For most geometric algorithms theoretical results for the time and space complexity are known. Also, the theoretic interest in efficiency for realistic inputs, as opposed to worst-case situations, is growing [Vle97]. For practical purposes, insight into the constant factors hidden in the O-notation is necessary, especially if there are several competing algorithms. Therefore, different implementations should be supplied if there is not one best solution, as, for example, when there is a tradeoff between time and space or a more efficient implementation when there are no or few degeneracies.

1.3   The overall design

The design goals, especially flexibility and efficient robust computation, have led us to opt for the generic programming paradigm using templates in C++.1 In the overall design of CGAL two major layers can be identified, the layer of algorithms and data structures and the kernel layer (Figure 1.3).

Figure:  The generic design of CGAL.

Generic design of CGAL

Algorithms and data structures in CGAL are parameterized by the types of objects and operations they use. They work with any concrete template arguments that fulfill certain syntactical as well as semantic requirements. In order to avoid long parameter lists, the parameter types are collected into a single class, called the traits class in CGAL (Chapter 8.) A concept is an abstraction of a type defined by a set of requirements. Any concrete type is called a model for a concept if it fulfills the set of requirements corresponding to the concept. Using this terminology, we can say a CGAL algorithm or data structure comes with a traits concept and can be used with any concrete traits model for this concept.

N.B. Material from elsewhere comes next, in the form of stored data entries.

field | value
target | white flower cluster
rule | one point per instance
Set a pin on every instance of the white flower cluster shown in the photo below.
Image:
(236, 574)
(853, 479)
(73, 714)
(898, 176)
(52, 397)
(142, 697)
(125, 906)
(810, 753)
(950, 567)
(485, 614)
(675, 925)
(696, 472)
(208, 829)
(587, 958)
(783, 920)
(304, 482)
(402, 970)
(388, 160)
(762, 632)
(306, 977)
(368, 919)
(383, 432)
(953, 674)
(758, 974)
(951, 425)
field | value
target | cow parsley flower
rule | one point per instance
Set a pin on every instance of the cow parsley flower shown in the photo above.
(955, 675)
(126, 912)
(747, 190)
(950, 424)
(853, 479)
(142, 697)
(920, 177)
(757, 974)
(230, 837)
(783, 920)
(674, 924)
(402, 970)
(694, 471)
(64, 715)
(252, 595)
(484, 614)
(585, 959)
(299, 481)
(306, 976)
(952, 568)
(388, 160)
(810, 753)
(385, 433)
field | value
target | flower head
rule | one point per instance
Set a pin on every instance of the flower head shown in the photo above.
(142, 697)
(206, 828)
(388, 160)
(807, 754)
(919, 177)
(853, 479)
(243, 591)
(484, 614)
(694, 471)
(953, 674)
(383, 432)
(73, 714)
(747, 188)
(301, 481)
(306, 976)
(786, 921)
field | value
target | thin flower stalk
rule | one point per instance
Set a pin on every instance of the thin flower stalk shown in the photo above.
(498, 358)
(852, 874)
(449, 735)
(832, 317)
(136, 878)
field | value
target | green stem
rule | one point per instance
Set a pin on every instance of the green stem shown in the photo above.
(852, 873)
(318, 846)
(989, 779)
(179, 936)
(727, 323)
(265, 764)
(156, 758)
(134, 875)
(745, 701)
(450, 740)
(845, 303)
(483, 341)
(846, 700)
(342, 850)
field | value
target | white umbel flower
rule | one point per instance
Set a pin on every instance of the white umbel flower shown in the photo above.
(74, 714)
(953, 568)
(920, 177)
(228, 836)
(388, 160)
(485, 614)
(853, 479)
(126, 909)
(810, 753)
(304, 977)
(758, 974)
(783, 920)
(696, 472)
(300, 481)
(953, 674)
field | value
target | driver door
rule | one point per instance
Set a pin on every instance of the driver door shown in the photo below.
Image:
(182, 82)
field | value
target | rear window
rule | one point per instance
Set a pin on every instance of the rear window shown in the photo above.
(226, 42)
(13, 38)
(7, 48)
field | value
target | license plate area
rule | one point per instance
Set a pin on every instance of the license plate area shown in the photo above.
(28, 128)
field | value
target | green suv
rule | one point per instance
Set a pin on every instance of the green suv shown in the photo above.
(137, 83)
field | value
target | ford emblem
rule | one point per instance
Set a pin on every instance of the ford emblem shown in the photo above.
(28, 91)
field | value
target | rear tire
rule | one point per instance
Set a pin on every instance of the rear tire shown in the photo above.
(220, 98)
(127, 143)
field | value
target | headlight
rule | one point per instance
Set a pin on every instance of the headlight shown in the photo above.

Further contributions to CGAL should continue the current high level of genericity.

CGAL defines the concept of a geometry kernel. Ideally, any model for this concept can be used with any CGAL algorithm. This holds, of course, only if the requirements of an algorithm or data structure on its traits class are subsumed by the kernel concepts, i.e., if an algorithm or data structure has no special requirements not covered in the definition of the kernel concept.

CGAL currently provides four models for the CGAL 2D and 3D kernel concept. Those are again parameterized and differ in their representation of the geometric objects and the exchangeability of the types involved. In all cases the kernels are parameterized by a number type, which is used to store coordinates and which determines the basic arithmetic of the kernel primitives. See Chapter 7 for more details.

There are further complementary layers in CGAL. The most basic layer is the configuration layer. This layer takes care of setting configuration flags according to the outcome of tests run during installation. The support library layer is documented in the Support Library Reference Manual and contains packages that deal with things such as visualization, number types, streams, and STL extensions in CGAL.


Footnotes

 1  In appropriate places, however, CGAL does and should make use of object-oriented solutions and design patterns, as well.